Numerous diagnostic techniques have been developed to detect transformer faults. For instance, Behkam et al. 4 employed frequency response traces in conjunction with artificial intelligence to identify and locate early-stage transformer defects. Thomas et al. 5 used Convolutional Neural Networks (CNNs) to determine the type, phase, and location of faults from current data. Li et al. 6 analyzed winding vibrations to evaluate structural integrity, while Wu et al. 7 utilized time-frequency spectrograms derived from raw vibration signals as inputs to a classifier. Other innovative approaches include Ghoneim et al., 8 who proposed a Whale Optimization Algorithm guided by an Adaptive Dynamic Polar Rose method and applied it to dissolved gas analysis (DGA), and Kumar et al., 9 who developed a smart sensor system to monitor silica-gel breather color changes under varying humidity. Sahri and Yusof 10 addressed missing data issues in DGA datasets by employing K-Nearest Neighbor imputation using both Euclidean and Cityblock metrics.
However, all of these techniques rely on contact-based sensors, which may introduce measurement distortions and affect the reliability of the classification outcomes. 11
To overcome the limitations of contact-based methods, non-contact approaches such as infrared (IR) image analysis have gained prominence. This technique detects temperature variations; as electrical faults typically generate localized heating in transformer components. 12 Infrared thermography is widely used in industrial diagnostics and even medical imaging. One major advantage is its ability to detect early-stage anomalies before serious failures occur, thereby enhancing maintenance planning and reliability.
Several studies have investigated infrared-based diagnostic methods for transformers. dos Santos et al. 13 integrated temperature measurements from transformer oil with AI techniques, achieving an accuracy of 86% in fault detection. Balabantaraya et al. 14 introduced a modified VGG-16 model for thermal image-based diagnosis. Mahami et al. 15 combined infrared imaging with the GIST descriptor technique, although without feature selection. Fang et al. 16 tackled class imbalance by integrating Neighborhood Component Analysis (NCA) with KNN and Bayesian optimization for hyperparameter tuning.
Despite their promising results, these hybrid methods often increase computational complexity, limiting their feasibility for real-time deployment.
In this study, we propose a simple yet effective method for transformer fault classification using only KNN and a small number of selected features, making it well-suited for online implementation. Our approach integrates feature extraction from infrared images with machine learning classification. We begin by analyzing the RGB channels separately to construct a large feature matrix. Since this extensive matrix may slow real-time processing, feature selection is applied to retain only the most relevant features.17,18 Ant Colony Optimization (ACO) is used for feature selection, followed by classification with the KNN algorithm.

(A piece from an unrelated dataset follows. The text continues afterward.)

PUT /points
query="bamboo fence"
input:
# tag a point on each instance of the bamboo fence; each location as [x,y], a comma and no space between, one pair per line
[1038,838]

The originality of our work lies in three key aspects. First, we introduce a unique feature extraction method by decomposing infrared images into three separate matrices (R, G, and B), setting the other channels to zero each time. Second, we combine this extraction technique with an optimization algorithm designed to maximize classification accuracy. Third, we identify a classifier that achieves high accuracy, exhibits good stability, and operates with a minimal feature set.
To validate our method, we tested it on a publicly available dataset containing infrared images of a transformer in eight fault conditions and one healthy state. Our results demonstrate that the proposed technique converges quickly and achieves high performance using only three features. We further compared our approach with other classifiers, including Support Vector Machine (SVM) and Decision Tree (DT). While DT performed well, it required nine features to achieve similar accuracy.

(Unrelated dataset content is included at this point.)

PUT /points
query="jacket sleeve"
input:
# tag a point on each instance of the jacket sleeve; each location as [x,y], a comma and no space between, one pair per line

To determine the most stable classifier, we conducted multiple simulations and analyzed the mean and standard deviation of their performance metrics. Our findings indicate that the KNN classifier offers higher accuracy and greater stability while requiring fewer features, making it the most suitable choice for real-time transformer fault diagnosis.

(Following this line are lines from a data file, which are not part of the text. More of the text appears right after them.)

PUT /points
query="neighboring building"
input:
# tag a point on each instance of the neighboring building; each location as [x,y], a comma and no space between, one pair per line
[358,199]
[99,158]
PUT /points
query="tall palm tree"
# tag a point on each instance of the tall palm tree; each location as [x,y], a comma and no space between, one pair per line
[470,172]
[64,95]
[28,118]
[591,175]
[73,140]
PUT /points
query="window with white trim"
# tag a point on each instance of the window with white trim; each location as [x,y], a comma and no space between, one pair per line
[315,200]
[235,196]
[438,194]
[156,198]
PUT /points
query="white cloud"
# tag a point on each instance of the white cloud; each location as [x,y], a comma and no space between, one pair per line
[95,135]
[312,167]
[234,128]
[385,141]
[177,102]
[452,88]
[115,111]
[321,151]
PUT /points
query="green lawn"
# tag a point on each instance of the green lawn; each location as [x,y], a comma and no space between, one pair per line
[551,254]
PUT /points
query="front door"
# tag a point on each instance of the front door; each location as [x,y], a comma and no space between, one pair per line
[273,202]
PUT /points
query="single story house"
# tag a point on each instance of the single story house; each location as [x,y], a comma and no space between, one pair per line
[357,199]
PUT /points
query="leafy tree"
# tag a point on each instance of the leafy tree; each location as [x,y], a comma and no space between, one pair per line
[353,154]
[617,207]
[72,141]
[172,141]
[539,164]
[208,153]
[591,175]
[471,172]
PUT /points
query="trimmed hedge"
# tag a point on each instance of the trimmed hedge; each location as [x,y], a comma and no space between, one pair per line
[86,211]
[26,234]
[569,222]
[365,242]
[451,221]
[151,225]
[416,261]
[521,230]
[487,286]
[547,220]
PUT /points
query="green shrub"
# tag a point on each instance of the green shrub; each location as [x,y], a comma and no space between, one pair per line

The remainder of this paper is organized as follows. Section “Experimental study and analysis” presents the experimental study. Section “Features extraction” describes the feature extraction method. Section “Features selection and classification” covers the feature selection process, including the use of Ant Colony Optimization (ACO) and the K-Nearest Neighbors (KNN) classifier, which serves as the fitness function for ACO. Section “Results and discussion” presents the results and discussion. Finally, Section “Conclusion” provides the conclusion.
Experimental study and analysis
Experiments were carried out for different conditions of electrical transformers whose specification are presented in Table 1. Nine different states are considered, a healthy state and eight different cases of short circuit faults in common core winding.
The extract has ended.